J Acoust Soc Am. 2017 Mar;141(3):2224. doi: 10.1121/1.4978245.
By varying the dynamics in a musical performance, the musician can convey structure and different expressions. Spectral properties of most musical instruments change in a complex way with the performed dynamics, but dedicated audio features for modeling the parameter are lacking. In this study, feature extraction methods were developed to capture relevant attributes related to spectral characteristics and spectral fluctuations, the latter through a sectional spectral flux. Previously, ground truths ratings of performed dynamics had been collected by asking listeners to rate how soft/loud the musicians played in a set of audio files. The ratings, averaged over subjects, were used to train three different machine learning models, using the audio features developed for the study as input. The highest result was produced from an ensemble of multilayer perceptrons with an R of 0.84. This result seems to be close to the upper bound, given the estimated uncertainty of the ground truth data. The result is well above that of individual human listeners of the previous listening experiment, and on par with the performance achieved from the average rating of six listeners. Features were analyzed with a factorial design, which highlighted the importance of source separation in the feature extraction.
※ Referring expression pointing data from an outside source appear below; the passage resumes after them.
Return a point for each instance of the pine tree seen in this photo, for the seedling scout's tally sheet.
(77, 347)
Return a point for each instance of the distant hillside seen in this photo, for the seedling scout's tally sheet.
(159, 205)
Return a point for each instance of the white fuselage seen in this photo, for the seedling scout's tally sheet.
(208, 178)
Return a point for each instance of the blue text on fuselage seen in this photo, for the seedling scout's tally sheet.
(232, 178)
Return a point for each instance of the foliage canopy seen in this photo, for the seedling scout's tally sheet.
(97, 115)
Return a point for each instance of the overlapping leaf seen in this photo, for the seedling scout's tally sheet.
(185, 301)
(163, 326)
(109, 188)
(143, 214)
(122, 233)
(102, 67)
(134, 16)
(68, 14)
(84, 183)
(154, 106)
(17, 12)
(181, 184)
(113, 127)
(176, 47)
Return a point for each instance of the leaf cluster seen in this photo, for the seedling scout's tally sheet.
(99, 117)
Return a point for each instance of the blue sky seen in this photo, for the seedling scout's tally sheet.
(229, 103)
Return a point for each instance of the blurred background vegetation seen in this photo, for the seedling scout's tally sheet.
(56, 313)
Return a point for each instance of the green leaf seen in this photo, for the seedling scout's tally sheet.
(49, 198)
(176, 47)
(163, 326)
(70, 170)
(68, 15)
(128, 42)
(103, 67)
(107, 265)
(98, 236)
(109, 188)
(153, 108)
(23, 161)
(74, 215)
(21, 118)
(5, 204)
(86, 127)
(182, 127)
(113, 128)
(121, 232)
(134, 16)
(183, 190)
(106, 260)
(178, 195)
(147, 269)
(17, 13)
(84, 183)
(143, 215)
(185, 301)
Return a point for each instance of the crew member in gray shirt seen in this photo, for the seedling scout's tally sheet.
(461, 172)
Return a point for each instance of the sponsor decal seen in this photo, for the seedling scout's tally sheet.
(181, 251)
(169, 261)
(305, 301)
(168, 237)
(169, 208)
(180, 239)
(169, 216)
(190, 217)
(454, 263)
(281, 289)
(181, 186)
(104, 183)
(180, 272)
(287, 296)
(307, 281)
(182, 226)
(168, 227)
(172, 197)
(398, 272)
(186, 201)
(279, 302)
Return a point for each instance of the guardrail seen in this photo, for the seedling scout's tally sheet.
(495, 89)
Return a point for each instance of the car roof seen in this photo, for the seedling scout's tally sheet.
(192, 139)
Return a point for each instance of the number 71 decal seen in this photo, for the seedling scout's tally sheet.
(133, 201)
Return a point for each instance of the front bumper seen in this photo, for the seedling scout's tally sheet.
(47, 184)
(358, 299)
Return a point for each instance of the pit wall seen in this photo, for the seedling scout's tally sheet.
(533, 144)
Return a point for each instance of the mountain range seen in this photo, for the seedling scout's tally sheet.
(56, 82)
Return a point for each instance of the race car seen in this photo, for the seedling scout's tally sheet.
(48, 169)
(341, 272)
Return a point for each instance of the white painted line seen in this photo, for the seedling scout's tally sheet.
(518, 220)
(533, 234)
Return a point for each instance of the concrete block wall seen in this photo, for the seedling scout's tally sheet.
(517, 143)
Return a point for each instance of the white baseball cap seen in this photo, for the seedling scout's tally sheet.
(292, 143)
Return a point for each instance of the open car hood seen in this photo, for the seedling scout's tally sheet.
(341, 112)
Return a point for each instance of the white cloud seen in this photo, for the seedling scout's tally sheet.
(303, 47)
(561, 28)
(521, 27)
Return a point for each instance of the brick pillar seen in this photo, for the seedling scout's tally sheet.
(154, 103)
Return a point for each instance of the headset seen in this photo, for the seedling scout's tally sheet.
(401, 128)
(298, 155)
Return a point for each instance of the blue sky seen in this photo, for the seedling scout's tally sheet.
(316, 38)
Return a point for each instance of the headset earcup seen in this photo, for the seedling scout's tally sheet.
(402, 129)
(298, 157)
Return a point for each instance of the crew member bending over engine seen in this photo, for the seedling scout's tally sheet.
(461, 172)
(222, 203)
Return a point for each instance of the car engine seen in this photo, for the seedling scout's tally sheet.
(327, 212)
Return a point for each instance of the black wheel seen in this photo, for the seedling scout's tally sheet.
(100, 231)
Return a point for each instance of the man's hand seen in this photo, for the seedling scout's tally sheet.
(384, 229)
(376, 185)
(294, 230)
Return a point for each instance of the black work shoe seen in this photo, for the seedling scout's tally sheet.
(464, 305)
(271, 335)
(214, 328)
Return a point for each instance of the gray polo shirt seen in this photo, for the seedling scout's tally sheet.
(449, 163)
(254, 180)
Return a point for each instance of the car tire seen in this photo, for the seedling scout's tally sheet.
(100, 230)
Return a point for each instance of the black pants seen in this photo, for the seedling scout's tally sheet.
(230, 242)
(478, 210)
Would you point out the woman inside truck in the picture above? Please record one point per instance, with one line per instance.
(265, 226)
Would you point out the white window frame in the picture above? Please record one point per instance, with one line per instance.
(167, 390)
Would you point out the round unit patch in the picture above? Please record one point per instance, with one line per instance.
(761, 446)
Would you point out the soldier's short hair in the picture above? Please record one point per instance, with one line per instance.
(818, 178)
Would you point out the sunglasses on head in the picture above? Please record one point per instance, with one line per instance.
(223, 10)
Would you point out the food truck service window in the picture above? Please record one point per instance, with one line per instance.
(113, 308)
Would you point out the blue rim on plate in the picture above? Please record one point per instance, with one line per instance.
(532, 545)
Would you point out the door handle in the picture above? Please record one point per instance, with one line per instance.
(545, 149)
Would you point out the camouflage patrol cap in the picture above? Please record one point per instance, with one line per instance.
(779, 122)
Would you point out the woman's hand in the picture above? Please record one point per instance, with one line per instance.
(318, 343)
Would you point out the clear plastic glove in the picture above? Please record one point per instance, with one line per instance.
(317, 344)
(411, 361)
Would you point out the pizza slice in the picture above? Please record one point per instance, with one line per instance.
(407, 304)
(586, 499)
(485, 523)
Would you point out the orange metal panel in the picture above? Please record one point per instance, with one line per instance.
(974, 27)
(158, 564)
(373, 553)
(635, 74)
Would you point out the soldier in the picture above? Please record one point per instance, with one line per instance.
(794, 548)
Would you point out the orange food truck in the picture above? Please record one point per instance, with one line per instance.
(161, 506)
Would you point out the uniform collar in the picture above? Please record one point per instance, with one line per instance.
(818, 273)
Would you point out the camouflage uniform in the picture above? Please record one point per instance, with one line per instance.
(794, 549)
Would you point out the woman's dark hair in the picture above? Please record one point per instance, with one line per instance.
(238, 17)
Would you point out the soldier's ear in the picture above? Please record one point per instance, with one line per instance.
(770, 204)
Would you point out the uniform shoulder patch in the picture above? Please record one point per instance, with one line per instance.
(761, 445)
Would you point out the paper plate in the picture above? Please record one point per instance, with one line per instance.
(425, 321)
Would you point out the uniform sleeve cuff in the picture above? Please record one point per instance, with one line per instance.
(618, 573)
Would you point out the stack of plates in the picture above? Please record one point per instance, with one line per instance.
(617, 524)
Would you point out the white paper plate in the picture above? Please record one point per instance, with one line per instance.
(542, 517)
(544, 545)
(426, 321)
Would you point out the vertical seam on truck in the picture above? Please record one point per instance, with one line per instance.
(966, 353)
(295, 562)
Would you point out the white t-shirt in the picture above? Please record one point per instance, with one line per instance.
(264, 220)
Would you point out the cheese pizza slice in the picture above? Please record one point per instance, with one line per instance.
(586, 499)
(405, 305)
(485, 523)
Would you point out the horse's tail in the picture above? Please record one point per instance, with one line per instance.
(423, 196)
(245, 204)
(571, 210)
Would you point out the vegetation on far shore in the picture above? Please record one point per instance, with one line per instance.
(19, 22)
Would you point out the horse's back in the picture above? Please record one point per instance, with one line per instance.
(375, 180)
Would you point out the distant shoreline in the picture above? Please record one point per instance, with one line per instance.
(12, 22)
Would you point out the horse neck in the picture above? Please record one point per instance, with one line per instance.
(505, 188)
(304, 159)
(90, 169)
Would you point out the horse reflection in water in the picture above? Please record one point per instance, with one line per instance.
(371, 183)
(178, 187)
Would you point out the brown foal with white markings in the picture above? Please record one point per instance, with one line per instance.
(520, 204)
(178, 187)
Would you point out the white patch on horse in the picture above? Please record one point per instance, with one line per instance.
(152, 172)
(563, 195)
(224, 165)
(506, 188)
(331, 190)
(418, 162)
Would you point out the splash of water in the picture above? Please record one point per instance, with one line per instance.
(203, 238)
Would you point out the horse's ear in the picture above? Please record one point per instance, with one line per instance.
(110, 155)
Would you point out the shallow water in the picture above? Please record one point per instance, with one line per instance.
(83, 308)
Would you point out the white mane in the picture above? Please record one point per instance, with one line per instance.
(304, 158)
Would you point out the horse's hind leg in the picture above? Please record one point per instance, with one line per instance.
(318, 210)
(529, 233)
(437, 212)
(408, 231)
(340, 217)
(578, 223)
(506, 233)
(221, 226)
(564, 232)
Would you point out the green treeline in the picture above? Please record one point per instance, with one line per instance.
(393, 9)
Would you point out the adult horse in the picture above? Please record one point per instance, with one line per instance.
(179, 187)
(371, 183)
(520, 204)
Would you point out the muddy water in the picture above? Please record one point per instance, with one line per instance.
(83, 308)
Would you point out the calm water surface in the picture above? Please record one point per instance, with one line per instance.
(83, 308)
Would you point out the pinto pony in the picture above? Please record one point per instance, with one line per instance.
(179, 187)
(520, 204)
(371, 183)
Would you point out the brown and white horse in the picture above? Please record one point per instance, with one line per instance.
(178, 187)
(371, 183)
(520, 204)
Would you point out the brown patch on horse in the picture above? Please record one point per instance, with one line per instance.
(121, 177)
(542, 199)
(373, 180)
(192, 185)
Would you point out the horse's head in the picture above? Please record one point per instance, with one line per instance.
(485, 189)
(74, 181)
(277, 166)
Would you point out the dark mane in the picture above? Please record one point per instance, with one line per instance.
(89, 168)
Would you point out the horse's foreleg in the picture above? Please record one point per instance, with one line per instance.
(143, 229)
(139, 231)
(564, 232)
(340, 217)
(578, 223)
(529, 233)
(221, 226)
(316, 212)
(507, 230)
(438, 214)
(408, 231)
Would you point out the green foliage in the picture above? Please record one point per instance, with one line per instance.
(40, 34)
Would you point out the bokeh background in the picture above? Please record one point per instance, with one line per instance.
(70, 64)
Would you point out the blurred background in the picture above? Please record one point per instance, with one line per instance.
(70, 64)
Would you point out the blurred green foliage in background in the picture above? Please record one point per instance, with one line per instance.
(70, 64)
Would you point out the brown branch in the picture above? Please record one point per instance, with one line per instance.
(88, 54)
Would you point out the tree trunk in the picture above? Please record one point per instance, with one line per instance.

通过改变音乐表演中的动态变化,音乐家能够传达结构和不同的表现力。大多数乐器的频谱特性会随着演奏的动态变化而以复杂的方式改变,但缺乏用于对该参数进行建模的专用音频特征。在本研究中,开发了特征提取方法来捕捉与频谱特征和频谱波动相关的相关属性,后者通过分段频谱通量来实现。此前,通过要求听众对一组音频文件中音乐家演奏的柔和/响亮程度进行评分,收集了演奏动态的真实评分。将受试者的评分进行平均,以本研究开发的音频特征作为输入,用于训练三种不同的机器学习模型。由多层感知器集成产生的最高结果的相关系数为0.84。考虑到真实数据的估计不确定性,这个结果似乎接近上限。该结果远高于之前听力实验中个体人类听众的结果,与六位听众的平均评分所取得的表现相当。采用析因设计对特征进行了分析,突出了源分离在特征提取中的重要性。